Here’s a comprehensive solution addressing all three focus areas:
Pub/Sub Message Deduplication:
Implement database-level deduplication with unique constraints:
CREATE TABLE billing_events (
message_id VARCHAR(255) PRIMARY KEY,
device_id VARCHAR(100) NOT NULL,
usage_amount DECIMAL(10,2),
processed_at TIMESTAMP DEFAULT CURRENT_TIMESTAMP
);
In your application:
try:
cursor.execute(
"INSERT INTO billing_events (message_id, device_id, usage_amount) VALUES (%s, %s, %s)",
(message.message_id, device_id, amount)
)
connection.commit()
message.ack()
except IntegrityError: # Duplicate message_id
message.ack() # Already processed, safe to ack
Ack/Nack Handling:
Your current code acks after DB insert, which is correct, but you need proper error handling:
def process_billing_event(message):
try:
# Parse and validate
billing_data = parse_message(message.data)
# Insert with deduplication
insert_billing_record(message.message_id, billing_data)
message.ack()
except ValidationError as e:
# Invalid data - don't retry
log_error(f"Invalid message: {e}")
message.ack() # Ack to prevent infinite retries
except DatabaseError as e:
# Transient DB error - retry
log_error(f"DB error: {e}")
message.nack() # Explicit nack for retry
Exactly-Once Delivery:
Pub/Sub doesn’t guarantee exactly-once, but you can achieve it at the application level:
- Use transactions for atomic deduplication:
with connection.begin():
# Check + Insert in single transaction
result = cursor.execute(
"INSERT INTO billing_events ... ON CONFLICT (message_id) DO NOTHING RETURNING id"
)
if result.rowcount > 0:
# First time processing this message
cursor.execute("INSERT INTO customer_charges ...")
- Implement distributed locking for critical sections using Cloud Memorystore (Redis):
import redis
lock = redis_client.lock(f"billing_lock:{message.message_id}", timeout=30)
if lock.acquire(blocking=False):
try:
process_billing(message)
finally:
lock.release()
- Monitor duplicate rates:
total_messages = Counter('billing_messages_total')

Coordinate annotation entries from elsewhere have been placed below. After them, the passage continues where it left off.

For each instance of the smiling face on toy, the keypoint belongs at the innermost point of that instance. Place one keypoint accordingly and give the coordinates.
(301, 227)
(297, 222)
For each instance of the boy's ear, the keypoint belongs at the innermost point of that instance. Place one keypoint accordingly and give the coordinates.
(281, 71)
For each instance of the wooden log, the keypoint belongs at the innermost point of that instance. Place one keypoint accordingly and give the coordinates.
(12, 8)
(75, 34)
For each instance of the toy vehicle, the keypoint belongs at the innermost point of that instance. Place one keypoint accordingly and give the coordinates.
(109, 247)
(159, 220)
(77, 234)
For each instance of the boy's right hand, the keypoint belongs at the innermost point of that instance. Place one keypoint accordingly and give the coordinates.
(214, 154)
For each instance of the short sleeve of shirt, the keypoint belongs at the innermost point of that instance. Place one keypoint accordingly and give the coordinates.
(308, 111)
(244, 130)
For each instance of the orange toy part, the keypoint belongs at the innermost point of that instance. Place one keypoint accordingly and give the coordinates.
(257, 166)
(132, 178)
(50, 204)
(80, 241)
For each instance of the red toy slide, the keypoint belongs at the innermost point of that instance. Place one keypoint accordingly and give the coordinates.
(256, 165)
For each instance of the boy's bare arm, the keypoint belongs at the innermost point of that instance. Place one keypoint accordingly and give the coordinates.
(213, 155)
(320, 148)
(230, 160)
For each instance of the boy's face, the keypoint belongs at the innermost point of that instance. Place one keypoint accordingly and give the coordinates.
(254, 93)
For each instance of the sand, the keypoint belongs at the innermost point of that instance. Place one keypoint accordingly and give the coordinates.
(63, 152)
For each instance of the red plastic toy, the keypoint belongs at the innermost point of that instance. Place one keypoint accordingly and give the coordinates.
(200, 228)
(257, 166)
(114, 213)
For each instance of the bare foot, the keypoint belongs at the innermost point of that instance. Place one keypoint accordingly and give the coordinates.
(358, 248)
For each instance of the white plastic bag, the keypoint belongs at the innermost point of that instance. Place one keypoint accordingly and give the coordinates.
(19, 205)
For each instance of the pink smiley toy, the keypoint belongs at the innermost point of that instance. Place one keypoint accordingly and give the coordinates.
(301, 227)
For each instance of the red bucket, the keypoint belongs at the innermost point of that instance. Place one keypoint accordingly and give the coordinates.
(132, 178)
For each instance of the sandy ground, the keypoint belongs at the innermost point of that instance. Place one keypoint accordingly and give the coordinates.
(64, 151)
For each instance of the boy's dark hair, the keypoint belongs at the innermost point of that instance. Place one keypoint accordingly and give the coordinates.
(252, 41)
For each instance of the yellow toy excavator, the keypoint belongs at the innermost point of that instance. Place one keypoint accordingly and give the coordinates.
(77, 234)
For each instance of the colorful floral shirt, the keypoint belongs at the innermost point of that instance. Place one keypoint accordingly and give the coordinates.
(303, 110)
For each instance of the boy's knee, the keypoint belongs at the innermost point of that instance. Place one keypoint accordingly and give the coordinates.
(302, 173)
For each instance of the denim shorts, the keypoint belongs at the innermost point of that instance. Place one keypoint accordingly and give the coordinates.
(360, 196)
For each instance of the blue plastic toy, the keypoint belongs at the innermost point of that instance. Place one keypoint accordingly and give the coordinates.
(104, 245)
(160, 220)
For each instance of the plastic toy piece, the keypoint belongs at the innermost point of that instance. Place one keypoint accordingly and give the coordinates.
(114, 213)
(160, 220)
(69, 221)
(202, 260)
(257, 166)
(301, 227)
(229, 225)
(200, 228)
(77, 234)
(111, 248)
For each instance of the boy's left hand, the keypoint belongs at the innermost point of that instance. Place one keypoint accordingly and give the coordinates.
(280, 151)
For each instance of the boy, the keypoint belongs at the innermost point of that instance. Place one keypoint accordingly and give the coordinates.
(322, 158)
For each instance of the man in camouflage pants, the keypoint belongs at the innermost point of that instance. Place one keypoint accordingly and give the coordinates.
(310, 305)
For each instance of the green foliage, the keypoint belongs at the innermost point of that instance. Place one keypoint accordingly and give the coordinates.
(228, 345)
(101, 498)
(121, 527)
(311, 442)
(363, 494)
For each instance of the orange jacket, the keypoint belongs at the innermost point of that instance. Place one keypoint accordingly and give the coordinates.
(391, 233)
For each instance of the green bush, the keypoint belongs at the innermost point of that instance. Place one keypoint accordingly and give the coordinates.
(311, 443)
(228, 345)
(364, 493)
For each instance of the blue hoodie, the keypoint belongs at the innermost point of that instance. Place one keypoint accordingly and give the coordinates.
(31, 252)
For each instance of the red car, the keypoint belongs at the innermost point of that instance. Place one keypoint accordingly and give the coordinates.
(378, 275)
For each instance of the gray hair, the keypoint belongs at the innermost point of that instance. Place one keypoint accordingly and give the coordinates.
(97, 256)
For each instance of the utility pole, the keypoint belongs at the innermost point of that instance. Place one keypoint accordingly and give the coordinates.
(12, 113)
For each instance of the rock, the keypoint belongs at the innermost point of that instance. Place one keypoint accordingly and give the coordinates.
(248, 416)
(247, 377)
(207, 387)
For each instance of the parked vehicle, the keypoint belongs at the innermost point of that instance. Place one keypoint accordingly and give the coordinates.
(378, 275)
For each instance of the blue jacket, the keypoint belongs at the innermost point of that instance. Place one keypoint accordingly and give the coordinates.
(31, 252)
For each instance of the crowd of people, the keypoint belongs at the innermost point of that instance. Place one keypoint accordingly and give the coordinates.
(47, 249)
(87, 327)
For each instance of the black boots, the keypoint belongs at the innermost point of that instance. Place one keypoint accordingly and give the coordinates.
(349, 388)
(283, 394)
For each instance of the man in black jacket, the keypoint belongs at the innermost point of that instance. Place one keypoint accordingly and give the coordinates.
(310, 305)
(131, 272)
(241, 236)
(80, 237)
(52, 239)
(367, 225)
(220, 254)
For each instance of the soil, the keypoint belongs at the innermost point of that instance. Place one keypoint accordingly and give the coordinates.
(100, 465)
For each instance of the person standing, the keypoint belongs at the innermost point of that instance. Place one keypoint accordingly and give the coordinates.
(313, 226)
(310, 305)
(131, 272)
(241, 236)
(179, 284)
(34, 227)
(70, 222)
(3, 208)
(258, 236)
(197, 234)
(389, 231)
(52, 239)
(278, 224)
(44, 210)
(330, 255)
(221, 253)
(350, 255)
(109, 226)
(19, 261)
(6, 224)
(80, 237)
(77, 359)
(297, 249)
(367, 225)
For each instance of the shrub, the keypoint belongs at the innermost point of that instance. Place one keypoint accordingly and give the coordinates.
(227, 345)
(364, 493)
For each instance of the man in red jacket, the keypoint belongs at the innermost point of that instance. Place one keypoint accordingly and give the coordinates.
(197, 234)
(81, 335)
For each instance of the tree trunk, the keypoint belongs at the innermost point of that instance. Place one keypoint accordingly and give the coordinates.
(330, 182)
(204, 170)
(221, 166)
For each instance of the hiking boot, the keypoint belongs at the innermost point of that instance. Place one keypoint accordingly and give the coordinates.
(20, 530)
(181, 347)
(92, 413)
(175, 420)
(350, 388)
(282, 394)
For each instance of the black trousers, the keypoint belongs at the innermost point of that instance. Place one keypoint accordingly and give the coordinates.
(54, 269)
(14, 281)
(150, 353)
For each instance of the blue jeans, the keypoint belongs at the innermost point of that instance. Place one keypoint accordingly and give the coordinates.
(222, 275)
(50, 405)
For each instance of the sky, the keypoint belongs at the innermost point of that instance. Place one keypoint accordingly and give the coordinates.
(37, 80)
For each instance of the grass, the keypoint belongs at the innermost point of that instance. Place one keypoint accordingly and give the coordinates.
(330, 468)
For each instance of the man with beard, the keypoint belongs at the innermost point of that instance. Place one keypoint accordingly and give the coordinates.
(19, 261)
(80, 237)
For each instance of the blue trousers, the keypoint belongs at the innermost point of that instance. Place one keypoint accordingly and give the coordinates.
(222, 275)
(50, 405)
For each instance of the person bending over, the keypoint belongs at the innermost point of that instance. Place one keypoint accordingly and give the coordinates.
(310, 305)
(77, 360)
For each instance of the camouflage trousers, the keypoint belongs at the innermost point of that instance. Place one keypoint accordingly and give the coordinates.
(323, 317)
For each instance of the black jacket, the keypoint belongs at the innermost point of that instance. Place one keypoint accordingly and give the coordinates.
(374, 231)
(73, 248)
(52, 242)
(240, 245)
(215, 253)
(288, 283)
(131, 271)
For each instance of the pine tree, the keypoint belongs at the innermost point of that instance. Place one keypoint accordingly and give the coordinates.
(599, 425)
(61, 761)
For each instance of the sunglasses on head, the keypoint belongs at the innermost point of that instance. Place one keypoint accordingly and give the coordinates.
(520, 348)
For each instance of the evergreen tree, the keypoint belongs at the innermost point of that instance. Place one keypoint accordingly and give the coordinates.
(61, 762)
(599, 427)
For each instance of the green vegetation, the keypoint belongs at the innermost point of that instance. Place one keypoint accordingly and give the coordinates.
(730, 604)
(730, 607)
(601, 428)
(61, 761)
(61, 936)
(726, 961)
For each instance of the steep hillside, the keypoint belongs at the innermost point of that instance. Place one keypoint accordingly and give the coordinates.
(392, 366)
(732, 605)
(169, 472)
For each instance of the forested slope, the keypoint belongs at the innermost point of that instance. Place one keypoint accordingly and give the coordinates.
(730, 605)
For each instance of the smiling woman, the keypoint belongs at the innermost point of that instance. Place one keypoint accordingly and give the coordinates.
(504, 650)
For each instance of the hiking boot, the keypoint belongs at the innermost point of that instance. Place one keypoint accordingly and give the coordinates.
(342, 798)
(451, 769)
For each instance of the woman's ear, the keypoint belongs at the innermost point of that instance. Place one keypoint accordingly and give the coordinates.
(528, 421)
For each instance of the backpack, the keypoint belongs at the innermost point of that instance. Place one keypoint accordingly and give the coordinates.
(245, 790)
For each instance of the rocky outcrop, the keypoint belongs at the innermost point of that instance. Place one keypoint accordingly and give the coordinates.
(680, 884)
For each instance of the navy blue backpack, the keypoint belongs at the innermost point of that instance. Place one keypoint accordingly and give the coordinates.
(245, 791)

duplicate_messages = Counter('billing_duplicates_total')
if is_duplicate:
duplicate_messages.inc()
total_messages.inc()
Set up alerts when duplicate rate exceeds 1%. Your 3-8% rate suggests ack handling issues or worker instability. Check Cloud Monitoring for:
- Subscription/unacked_messages_count
- Subscription/oldest_unacked_message_age
- High worker restart rates
Finally, increase your ack deadline to 120 seconds to provide more buffer for processing variations. This reduces redelivery due to timeout.